O governo chinês foi alvo de críticas, ao anunciar a remessa de US$ 100 mil em espécie para as Filipinas. A imprensa norte-americana considerou o valor modesto demais e o associou à deterioração nas relações entre Manila e Pequim. “A segunda economia do mundo joga moedas em um arquipélago devastado”, escreveu a revista Time, que classificou a ajuda de “insultante” e criticou a “mesquinharia”. Em dezembro de 2011, os chineses contribuíram com US$ 1 milhão ao mesmo país, depois da passagem da tempestade tropical Washi, que matou centenas de filipinos.

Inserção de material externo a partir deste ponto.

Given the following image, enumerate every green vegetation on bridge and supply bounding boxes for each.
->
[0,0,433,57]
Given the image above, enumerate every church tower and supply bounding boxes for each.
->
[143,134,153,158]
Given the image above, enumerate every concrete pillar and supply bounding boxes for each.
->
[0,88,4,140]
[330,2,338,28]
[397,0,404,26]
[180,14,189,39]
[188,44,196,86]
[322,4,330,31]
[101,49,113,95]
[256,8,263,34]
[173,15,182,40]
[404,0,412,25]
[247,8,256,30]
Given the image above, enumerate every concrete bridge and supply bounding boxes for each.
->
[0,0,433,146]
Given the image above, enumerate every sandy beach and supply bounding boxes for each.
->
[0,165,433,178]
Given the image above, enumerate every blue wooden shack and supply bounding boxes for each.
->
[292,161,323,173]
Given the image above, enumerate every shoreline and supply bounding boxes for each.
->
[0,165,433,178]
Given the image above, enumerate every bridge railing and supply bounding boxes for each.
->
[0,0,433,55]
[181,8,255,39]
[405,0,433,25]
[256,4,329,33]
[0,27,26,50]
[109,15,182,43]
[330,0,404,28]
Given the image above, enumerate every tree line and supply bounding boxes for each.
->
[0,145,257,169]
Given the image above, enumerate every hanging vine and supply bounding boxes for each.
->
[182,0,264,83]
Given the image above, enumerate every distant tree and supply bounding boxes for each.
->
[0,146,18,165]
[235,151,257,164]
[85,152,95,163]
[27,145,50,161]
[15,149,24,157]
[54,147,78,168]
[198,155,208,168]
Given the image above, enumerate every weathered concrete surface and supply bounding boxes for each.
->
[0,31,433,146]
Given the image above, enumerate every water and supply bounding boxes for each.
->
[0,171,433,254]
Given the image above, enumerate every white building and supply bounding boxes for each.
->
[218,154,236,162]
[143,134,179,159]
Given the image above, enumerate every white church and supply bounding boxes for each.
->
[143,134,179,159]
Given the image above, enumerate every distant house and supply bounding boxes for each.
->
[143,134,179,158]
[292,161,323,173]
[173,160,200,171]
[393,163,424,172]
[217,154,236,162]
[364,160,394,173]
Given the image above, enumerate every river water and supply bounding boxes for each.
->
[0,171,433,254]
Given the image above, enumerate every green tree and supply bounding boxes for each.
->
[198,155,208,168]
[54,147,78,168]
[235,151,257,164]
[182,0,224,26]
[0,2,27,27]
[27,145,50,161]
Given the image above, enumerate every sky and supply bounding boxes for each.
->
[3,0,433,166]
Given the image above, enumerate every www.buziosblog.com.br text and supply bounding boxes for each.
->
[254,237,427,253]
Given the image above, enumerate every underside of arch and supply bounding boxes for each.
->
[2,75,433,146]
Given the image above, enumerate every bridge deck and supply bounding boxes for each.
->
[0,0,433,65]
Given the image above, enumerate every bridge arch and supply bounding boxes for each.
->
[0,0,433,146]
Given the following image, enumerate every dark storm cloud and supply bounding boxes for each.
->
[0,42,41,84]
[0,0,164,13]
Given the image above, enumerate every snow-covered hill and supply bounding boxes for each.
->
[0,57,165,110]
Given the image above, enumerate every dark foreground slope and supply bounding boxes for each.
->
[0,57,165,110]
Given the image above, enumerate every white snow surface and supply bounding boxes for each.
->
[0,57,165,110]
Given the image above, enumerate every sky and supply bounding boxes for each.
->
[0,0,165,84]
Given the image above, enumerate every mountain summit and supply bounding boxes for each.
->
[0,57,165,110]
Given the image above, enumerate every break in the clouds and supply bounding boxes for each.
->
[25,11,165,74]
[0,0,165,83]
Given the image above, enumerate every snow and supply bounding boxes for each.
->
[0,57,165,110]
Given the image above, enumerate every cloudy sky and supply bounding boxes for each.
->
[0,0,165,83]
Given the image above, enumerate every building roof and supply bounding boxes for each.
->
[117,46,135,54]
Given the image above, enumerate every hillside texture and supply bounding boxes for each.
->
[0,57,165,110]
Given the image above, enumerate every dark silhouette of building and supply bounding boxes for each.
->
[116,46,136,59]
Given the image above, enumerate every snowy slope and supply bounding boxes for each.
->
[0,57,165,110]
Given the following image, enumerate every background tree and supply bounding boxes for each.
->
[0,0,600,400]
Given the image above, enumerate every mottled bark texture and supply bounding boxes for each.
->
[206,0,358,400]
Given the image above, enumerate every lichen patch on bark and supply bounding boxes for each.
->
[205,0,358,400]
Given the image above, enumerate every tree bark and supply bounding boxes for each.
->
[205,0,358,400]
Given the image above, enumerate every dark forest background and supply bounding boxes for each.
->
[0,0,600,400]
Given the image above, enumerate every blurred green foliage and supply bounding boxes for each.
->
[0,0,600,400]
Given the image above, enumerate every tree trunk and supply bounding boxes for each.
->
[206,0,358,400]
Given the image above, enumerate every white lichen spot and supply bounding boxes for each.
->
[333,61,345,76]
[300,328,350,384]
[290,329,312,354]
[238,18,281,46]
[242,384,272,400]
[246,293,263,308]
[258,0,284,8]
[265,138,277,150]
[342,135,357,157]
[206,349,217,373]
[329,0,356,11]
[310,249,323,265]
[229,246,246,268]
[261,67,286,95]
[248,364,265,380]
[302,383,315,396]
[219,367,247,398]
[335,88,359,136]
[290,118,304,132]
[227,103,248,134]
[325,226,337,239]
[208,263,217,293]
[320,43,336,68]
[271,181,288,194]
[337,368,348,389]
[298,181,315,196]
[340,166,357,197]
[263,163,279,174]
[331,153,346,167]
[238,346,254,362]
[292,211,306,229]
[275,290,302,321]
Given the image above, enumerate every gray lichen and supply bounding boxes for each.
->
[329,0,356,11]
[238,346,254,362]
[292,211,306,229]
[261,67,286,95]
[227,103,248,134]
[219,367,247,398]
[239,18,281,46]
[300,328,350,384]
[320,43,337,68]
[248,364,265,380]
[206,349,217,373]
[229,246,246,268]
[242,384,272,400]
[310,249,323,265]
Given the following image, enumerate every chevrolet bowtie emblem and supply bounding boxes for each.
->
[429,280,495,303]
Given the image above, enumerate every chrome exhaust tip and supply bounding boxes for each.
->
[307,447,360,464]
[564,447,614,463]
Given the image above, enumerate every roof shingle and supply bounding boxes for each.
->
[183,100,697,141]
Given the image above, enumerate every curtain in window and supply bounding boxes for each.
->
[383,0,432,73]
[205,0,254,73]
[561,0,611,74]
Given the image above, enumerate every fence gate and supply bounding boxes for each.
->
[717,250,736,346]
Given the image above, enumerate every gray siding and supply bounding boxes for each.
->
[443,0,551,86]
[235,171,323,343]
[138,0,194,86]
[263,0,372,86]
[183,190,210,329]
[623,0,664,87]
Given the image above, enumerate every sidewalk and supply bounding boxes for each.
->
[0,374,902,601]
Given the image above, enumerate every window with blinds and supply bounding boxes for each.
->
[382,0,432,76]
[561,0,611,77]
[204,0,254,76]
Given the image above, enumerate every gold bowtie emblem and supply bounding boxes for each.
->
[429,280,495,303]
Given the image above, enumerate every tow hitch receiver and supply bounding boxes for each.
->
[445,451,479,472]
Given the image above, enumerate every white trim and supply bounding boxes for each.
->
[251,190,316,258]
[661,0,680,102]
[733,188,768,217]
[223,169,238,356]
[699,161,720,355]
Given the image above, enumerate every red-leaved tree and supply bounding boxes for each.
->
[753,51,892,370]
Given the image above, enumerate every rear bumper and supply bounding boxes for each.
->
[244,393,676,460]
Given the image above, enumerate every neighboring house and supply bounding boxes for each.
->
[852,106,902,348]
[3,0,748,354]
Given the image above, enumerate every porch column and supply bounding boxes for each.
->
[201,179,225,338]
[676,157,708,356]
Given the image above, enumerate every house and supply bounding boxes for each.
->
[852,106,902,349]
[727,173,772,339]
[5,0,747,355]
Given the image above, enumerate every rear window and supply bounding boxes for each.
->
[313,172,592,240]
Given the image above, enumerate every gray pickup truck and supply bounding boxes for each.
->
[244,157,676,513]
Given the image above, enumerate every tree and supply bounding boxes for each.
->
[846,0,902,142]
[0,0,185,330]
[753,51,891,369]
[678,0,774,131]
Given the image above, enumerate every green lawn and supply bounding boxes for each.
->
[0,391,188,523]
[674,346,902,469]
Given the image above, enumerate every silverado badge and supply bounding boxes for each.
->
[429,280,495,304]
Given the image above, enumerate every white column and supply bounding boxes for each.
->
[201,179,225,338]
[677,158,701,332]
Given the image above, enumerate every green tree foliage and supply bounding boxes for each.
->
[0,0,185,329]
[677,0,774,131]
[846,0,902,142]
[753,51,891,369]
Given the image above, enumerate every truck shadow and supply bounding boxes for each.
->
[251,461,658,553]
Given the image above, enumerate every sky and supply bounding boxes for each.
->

As autoridades de Pequim decidiram mandar US$ 1,6 milhão adicionais em donativos. “Para mim, o mais importante é que estamos recebendo socorro. Cada dólar, cada peso ajuda. Não temos o direito de reclamar sobre quantias”, desabafou à reportagem a jornalista Joanna Cuenco, 27 anos, moradora de Cebu.

Ele não aguentou esperar
Quirico Dejillo, 88 anos, resistiu à força monstruosa do tufão Haiyan. Seria um sobrevivente, se o corpo frágil não tivesse cansado de esperar por uma ajuda que nunca veio. Ele morreu ontem, no vilarejo remoto de Bantigue, próximo à cidade de Isabel, na província de Leyte. Wilma Lumanglas lamentou a morte do pai e assegurou que muitos outros tiveram o mesmo destino. “Meu pai se foi. Tantos outros idosos estão morrendo de fome”, declarou ao Yahoo! Southeast Asia, por telefone. “Não podemos dar ao meu pai um enterro decente. Meus familiares não têm dinheiro e não há como enviar remessas, pois as lojas estão fechadas”, explicou a mulher, que mora em Batangas, a 960km de Bantigue.

Rebecca, o milagre
Aos 13 anos, Rebecca está órfã e vai carregar um trauma pelo resto da vida. Internada em um hospital de Tacloban, a menina ficou seis dias presa sob os escombros de sua casa. Ao seu redor, os corpos dos familiares. Ninguém sobreviveu, à exceção dela. Ferida em estado grave e alheia aos outros pacientes, ela consegue pronunciar apenas seu nome, quando as enfermeiras tentam contato. Os médicos limpam com frequência as lesões, que se infeccionaram. Rebecca tornou-se um símbolo em meio à tragédia humanitária provocada pelo tufão Haiyan.

4.460
Número de mortos pelo tufão Haiyan, segundo balanço provisório das autoridades filipinas.

3,9 milhões
Total de crianças que precisam desesperadamente de comida, água e medicamentos, no leste das Filipinas, de acordo com a organização Save the Children.